Every engagement I take starts the same way — and it looks nothing like the generic “meet stakeholders and learn the product” advice. I’ve done this at Ford, Amazon, Venmo, Blue Cross, and as an independent consultant. The playbook has evolved over twelve years, but the core moves haven’t changed. Here’s the actual methodology.

Step 1: Find the Doers

Not the org chart leaders — the people who actually get things done. Every organization has them. They’re the ones other people go to when something needs to ship. They might be senior, they might be individual contributors. Their titles are irrelevant. What matters is that when you need something to move, these are the people who make it happen.

Finding them early is the single highest-leverage move in the first week. Ask everyone you meet: “Who do you go to when you need something done quickly?” The same names come up fast. Those are your people. Build those relationships first — not the executive sponsors, not the steering committee. The doers.

Step 2: Find Where the Bodies Are Buried

Sit with the people living the problem. Not in a conference room with an interview guide — at their desks, watching them do their actual work. This is where the real problems surface, because people have normalized the pain. They won’t mention it in a meeting. You have to watch it happen.

What you’re listening for: the complaints people make to their neighbor but never put in a feedback form. The workarounds they’ve built that nobody asked them to build. The tools they avoid. The processes they’ve stopped following because the process doesn’t match reality. The real problem is never in the brief — it’s in the gap between what’s documented and what actually happens.

Step 3: Map Personas and Problem Themes

Take everything you’ve heard and group it. Not into user journey maps or fancy research artifacts — into personas and themes. Who are the distinct groups of people affected? What are the 3-5 problems that keep surfacing across conversations?

This synthesis step is where most people stall. They gather inputs forever. The signal to move: when you start hearing the same patterns from different people, you’ve hit what I call the pattern saturation point. That usually happens in week two. If you’re still gathering by week four, you’re hiding behind research.

Step 4: Map Systems and Processes (in Parallel)

While you’re doing the people work in steps 1-3, you’re simultaneously mapping the technical and operational landscape. What systems exist? How do they connect — or don’t? What are the processes, and where have they diverged from what’s documented?

This is the holistic picture. Three parallel investigations — the humans, the workflows, and the systems — converging into one understanding. The people tell you what’s broken. The systems tell you why it’s been hard to fix. The processes tell you where the organization has been trying and failing.

The key is parallel, not sequential. Most playbooks tell you to learn first, then act. I’m learning and synthesizing at the same time, because in a consulting engagement you don’t have the luxury of three months of pure discovery.

Step 5: Understand the Company’s Goals and Vision

Before building your product vision, understand theirs. What does leadership think the company is trying to accomplish? Where does this project fit in that picture? What are the stated priorities, and — more importantly — what are the unstated constraints?

This step keeps your product vision from being technically right but organizationally impossible.
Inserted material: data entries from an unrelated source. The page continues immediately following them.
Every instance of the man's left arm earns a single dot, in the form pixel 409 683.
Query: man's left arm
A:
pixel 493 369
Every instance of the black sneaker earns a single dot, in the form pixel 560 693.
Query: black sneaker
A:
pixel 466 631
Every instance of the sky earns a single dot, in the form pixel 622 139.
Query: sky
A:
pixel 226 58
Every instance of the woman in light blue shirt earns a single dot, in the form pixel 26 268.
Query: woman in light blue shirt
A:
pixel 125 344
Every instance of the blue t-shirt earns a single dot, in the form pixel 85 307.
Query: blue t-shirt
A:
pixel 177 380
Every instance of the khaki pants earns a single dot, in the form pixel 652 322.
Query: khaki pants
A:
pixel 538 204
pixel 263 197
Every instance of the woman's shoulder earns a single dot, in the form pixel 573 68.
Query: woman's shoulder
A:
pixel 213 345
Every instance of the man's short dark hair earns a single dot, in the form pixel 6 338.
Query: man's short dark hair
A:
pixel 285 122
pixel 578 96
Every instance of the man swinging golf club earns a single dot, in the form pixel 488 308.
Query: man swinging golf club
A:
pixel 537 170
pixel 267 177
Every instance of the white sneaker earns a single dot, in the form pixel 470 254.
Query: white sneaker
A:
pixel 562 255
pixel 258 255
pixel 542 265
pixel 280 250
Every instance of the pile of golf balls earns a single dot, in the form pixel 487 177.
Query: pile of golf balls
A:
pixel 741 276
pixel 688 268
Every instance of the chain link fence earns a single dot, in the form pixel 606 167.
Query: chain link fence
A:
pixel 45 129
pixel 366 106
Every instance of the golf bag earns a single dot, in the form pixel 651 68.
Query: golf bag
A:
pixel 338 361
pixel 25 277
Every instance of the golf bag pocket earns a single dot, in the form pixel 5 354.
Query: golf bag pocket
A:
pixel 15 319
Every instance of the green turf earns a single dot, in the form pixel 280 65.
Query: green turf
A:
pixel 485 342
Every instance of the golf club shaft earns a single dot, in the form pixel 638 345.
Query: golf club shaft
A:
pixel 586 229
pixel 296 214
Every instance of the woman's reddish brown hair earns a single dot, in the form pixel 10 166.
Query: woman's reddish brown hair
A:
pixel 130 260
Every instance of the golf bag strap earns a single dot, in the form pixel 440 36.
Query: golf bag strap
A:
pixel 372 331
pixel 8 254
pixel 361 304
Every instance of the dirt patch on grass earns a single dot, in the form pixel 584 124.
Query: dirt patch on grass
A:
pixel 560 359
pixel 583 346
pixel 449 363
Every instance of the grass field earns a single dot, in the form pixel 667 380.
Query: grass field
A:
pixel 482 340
The best solution in the world fails if it requires something the organization isn’t willing to give up.

Step 6: Build the Product Vision — With a Prototype

By week three or four, you have enough to build. Not a deck. Not a research readout. A product vision expressed as a narrative — here’s what’s broken, here’s who it affects, here’s the opportunity — backed by a working prototype that makes the vision tangible.

The narrative covers the vision and capabilities. The prototype makes it real. By week four, I have something people can touch and react to — not a wireframe, working code. That’s the deliverable that changes the conversation from “should we do this?” to “how soon can we start?”

When to Adapt the Playbook

This sequence isn’t rigid — it compresses or expands based on context. At Ford, the first time through took months because I was learning an entire industry. By my last role at Amazon, I had the pattern down to weeks. In consulting engagements, the clock is faster and the tolerance for pure learning is shorter.

The one thing that never changes: the people come first. On the knowledge platform, I skipped straight to the systems during my first week — tried to map the architecture before I’d sat with the content authors. I wasted three days drawing diagrams that turned out to be wrong because nobody had told me which systems were actually used versus which ones were officially sanctioned. The doers set me straight. They always do.